We released a benchmark dataset of real-world tasks shared by users recently that has several aerial detection datasets you might be able to use to measure this: https://www.rf100.org

(And if you need help this sounds like exactly the type of thing we’d be interested in collaborating on!)

Edit: we also have a bunch more aerial datasets listed here that could be useful for this: https://universe.roboflow.com/browse/aerial

In general is it okay to use datasets that have NON-Commercial clauses in them to promote a commercial business? I guess because you are not selling the models it is okay?

I am not a lawyer, just curious from an ML research perspective.

From: https://github.com/fMoW/dataset/blob/master/LICENSE

NonCommercial means not primarily intended for or directed towards commercial advantage or monetary compensation. For purposes of this Public License, the exchange of the Licensed Material for other material subject to Copyright and Similar Rights by digital file-sharing or similar means is NonCommercial provided there is no payment of monetary compensation in connection with the exchange.

Also not a lawyer, but in this particular case the project is open source and non-commercial as a project.

My understanding in this area in general is that it's still being sorted out, but with the legal happenings in generative modeling there may be some precedents set.

Can someone explain what are these models for?
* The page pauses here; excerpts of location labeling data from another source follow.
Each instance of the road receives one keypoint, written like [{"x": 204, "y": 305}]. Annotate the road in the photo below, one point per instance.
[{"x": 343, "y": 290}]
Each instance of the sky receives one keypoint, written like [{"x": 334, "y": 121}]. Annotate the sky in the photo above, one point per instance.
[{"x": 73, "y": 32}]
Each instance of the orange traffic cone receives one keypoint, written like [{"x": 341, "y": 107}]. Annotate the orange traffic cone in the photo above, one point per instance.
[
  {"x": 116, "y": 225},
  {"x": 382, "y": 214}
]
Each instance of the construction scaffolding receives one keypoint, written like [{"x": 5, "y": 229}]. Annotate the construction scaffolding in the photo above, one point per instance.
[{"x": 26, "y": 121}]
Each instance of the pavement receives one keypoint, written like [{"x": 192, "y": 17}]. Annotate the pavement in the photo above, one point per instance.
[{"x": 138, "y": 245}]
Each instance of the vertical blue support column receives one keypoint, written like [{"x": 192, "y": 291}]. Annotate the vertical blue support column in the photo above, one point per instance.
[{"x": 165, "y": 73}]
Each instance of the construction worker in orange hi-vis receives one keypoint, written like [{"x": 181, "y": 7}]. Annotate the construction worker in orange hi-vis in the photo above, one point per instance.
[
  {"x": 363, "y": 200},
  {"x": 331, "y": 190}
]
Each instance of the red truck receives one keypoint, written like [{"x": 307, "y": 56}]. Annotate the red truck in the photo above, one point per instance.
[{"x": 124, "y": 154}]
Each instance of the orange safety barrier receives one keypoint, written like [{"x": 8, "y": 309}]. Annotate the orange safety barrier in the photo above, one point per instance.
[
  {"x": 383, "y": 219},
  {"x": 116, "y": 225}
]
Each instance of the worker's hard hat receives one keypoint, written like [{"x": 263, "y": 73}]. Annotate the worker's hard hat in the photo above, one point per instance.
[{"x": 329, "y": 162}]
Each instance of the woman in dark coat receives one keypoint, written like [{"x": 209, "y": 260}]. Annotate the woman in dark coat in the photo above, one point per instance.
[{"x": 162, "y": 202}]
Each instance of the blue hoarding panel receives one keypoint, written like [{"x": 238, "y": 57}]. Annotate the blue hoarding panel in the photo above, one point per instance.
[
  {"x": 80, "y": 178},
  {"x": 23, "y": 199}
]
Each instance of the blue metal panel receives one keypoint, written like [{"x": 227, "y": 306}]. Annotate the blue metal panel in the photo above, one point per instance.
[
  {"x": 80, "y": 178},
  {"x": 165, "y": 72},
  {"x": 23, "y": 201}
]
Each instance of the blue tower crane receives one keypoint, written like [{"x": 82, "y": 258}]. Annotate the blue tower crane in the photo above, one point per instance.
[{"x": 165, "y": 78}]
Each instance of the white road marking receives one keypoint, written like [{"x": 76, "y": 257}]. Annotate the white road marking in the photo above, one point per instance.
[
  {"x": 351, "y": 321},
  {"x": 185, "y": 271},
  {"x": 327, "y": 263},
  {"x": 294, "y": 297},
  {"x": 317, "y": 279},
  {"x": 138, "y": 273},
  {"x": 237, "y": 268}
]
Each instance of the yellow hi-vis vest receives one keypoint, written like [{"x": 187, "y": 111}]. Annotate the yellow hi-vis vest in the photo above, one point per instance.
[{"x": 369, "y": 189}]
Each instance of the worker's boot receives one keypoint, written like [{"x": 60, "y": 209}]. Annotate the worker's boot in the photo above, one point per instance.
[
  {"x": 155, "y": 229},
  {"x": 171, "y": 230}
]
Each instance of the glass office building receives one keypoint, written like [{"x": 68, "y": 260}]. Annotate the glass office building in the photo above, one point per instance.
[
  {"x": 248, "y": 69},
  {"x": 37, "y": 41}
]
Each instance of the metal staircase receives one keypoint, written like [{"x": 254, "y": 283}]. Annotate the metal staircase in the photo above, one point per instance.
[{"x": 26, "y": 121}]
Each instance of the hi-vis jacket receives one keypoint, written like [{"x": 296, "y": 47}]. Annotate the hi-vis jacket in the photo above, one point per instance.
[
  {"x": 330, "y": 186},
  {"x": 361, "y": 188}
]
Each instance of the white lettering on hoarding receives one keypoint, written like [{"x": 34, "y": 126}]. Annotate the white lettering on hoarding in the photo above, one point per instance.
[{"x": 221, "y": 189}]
For a person who knows nothing about geo data, it looks like something that helps to process the data that satellites capture.
When using a huge pre-trained model from the internet that has been trained on a wide variety of images, it might not include a specific set of data. In this case that’s satellite remote sensing data (imagine images from a satellite). Moonshine seems to provide a pre trained weights and models that have seen remote sensing data during their training and therefore solve domain-specific tasks better than a model with weights that have been trained on a more general set of data.